Retired U.S. Navy Captain Scott Jasper is a Senior Lecturer at the National Security Affairs Department at the Naval Postgraduate School, specializing in defense strategy, hybrid warfare, and cyber policy. He received his Ph.D. from the University of Reading, U.K. He is the author of Russian Cyber Operations: Coding the Boundaries of Conflict (Georgetown University Press), Strategic Cyber Deterrence: The Active Cyber Defense Option (Rowman and Littlefield) and editor of Conflict and Cooperation in the Global Commons, Securing Freedom in the Global Commons, and Transforming Defense Capabilities: New Approaches for International Security. Scott has published chapters in various handbooks related to cybersecurity and articles in Strategic Studies Quarterly, Signal Magazine, United States Cybersecurity Magazine, the International Journal of Intelligence and CounterIntelligence, The National Interest, Small Wars Journal, and The Diplomat, and blog posts for The Conversation, the Atlantic Council, The Foreign Policy Research Institute, and Council on Foreign Relations. He has spoken on defense and cyber issues on national media outlets, like NPR, KCBS Radio SF, and The First TV, and provided commentary in international newspapers, such as The Los Angeles Times, Daily Express UK, French daily Libération, and S&P Global Market Intelligence.
My publications stress the need to adopt cloud-centric cyber defense capabilities. For reference, a Joint Cybersecurity Advisory released in April 2022 on Russian State-Sponsored and Criminal Cyber Threats to Criminal Infrastructure recommends use of endpoint detection and response (EDR) tools to identify, detect and investigate abnormal activity. AI-powered versions of those devices using models created in Machine Learning environments can prevent weaponized files and malicious scripts. For example, the BlackCat ransomware group, linked to Russian-based DarkSide that attacked Colonial Pipeline a year ago, leverages PowerShell and Batch scripts to deploy ransomware and compromise additional hosts.
Russia has used disinformation on social media to sow discord and divide our society in recent elections. Their cyber units in the 2020 Presidential election did not repeat the hack and leak pattern seen four years prior. Instead, Russia stole information useful for foreign policy interests. Yet more concerning for national security was the SolarWinds campaign by the Russian Foreign Intelligence Service revealed the month after the election. They compromised the global technology supply chain to infect roughly eighteen thousand SolarWind customers with malware. The threat posed a grave risk to the federal government, critical infrastructure entities and private sector organizations.

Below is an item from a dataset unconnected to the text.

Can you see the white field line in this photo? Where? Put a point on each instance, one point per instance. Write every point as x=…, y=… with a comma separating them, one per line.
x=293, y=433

Researchers have illustrated how AI technologies can enhance cyber operations along every step of the attack sequence, to include in the MITRE ATT&CK framework recognized by the federal government and cybersecurity industry. Russia and China have prioritized so far, the use of AI technologies in their aerial, ground, and maritime weapon systems for potential autonomous operations. While the US DOD Responsible AI Strategy emphasizes the mandate to design AI capabilities to fulfill intended functions, with the ability to detect and avoid unintended consequences.

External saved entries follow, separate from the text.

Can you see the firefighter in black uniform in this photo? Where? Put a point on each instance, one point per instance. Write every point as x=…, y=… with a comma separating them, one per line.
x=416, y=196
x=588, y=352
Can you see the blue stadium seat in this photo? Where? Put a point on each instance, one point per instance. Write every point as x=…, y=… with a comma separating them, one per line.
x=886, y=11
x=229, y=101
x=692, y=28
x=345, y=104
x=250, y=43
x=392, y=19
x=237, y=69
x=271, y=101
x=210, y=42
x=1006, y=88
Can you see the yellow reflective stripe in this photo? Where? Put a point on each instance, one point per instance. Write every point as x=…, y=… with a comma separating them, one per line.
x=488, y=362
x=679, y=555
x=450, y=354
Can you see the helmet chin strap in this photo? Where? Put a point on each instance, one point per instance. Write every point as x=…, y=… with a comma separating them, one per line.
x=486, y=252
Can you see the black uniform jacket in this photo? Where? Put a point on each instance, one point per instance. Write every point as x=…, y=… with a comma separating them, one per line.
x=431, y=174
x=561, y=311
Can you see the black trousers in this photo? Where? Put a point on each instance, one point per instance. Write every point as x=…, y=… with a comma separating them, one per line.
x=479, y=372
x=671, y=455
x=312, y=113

Concur that strategic competitors continue to challenge or violate the rules-based international order. The innovation and adoption of new technologies by the Department of Defense, such as in our own hypersonic weapons, are necessary to deter these competitors from engaging in activity that would draw the United States into direct conflict.

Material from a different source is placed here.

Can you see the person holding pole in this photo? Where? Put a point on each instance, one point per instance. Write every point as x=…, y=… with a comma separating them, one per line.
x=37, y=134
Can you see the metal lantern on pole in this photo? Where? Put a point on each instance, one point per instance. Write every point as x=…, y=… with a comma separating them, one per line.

The use of a CRADA (Cooperative Research and Development Agreement) is a great way to collaborate with industry. NPS recently announced a CRADA with Microsoft Corporation. I used a CRADA with Palo Alto Networks to explore the sufficiency of cloud-centric cyber defense capabilities to detect advance threats.
With my students, I stress innovation in warfighting domains to counter demonstrated and documented advances or attacks by our adversaries.
The most critical takeaway is a mindset to adapt to changing operational circumstances.
I teach analytical frameworks, such as the technical and legal framework in my Russian Cyber Operations: Coding the Boundaries of Conflict book that is enduring in value to understand how Russian cyber operations function in forms of conflict and competition.
The formulation of U.S. responses to strategic competitor cyber operations requires a thorough understanding of geopolitical ramifications. Students should understand how they embrace technical innovation and operational doctrine.
The defeat of their ambitions will take an aggressive approach that combines technical solutions for resilience with national-level methods for cost imposition.